Pagina:Salgari - Il tesoro del presidente del Paraguay.djvu/125


— 119 —

— Calmati, Cardozo: sono da te, — disse Ramon, che aveva terminato di masticare il pezzo di radice.

Mise a nudo la gamba, si levò di bocca quella specie di pasta, che tramandava un odore di orina fortemente ammoniacata, e l’applicò sulla piaga, legandovela con un pezzo di stoffa tagliato da una corconilla.

— Ora trangugerai la bevanda, — disse quand’ebbe finito, — e poi ti addormenterai tranquillamente.

Levò la marmitta, versò il contenuto nella tazza d’argento e porse il liquido al ragazzo, il quale nel sentire quell’acuto odore di orina ammoniacata contorse la bocca.

— E che? Mi fai lo schizzinoso ora? — chiese Diego con dolce rimprovero. — Animo, piccino mio: un marinajo deve saper inghiottire tutto.

— È vero... — mormorò Cardozo, sforzandosi a sorridere.

Accostò le labbra alla tazza e la vuotò d’un fiato. Subito stramazzò fra le erbe, come fosse stato fulminato, colle pugna strette e le membra tese, irrigidite.

— È morto! — esclamò il mastro, guardando ferocemente il gaucho.
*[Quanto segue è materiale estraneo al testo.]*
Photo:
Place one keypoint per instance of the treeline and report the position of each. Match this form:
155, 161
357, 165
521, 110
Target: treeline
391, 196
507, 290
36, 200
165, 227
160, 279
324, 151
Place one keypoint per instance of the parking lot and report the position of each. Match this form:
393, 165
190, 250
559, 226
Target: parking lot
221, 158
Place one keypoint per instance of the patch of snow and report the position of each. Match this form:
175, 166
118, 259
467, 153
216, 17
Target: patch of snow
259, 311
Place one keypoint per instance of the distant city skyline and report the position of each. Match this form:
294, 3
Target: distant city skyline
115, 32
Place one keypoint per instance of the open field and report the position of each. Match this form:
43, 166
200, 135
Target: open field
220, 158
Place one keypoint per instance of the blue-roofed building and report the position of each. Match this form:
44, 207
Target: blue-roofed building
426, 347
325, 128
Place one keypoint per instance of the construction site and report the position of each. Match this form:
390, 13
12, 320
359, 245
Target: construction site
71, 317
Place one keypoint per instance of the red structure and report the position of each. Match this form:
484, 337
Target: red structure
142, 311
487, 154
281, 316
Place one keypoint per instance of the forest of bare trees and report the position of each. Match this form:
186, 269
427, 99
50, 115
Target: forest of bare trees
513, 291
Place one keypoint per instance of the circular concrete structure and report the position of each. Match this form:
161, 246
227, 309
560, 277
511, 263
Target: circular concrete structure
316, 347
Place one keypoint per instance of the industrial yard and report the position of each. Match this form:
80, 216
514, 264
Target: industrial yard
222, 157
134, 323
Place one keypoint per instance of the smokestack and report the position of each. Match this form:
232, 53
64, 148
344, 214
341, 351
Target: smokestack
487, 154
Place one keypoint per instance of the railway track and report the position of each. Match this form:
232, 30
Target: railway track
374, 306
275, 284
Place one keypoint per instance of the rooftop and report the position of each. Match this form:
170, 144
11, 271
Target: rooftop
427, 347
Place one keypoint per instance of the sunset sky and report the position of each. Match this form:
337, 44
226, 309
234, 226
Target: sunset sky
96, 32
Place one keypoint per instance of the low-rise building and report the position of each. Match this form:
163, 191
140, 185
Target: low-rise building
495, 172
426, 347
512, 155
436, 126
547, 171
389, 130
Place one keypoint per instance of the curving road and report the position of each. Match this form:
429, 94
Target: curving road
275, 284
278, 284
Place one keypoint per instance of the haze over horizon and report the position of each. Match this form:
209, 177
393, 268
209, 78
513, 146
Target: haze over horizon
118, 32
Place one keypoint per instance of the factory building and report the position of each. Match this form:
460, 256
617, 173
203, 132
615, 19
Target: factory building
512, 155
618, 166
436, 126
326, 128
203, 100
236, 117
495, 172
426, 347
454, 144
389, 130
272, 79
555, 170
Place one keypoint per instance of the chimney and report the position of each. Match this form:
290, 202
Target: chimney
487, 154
— No: si è addormentato di colpo, — rispose Ramon.

— Me lo assicurate?

— Ve lo giuro.

— E quando si sveglierà?

— Domani, e non si ricorderà più di nulla.

— Guarito?

— Sì, ma assai debole: occorreranno quattro o cinque giorni prima che si rimetta completamente.

— Resteremo accampati qui adunque?

— No: anzi partiremo questa notte istessa... Ho veduto dei cavalli, due ore fa, sfilare verso il nord, e dalla andatura ho capito che non erano cavalli selvaggi. Sono certo di non ingannarmi: gl’Indiani hanno scoperto le nostre tracce e ci spiano.

— Non ci mancherebbe altro. E dove andremo noi?

— Bisogna guadagnare il Rio Negro e frapporre quel largo corso d’acqua fra gl’Indiani e noi.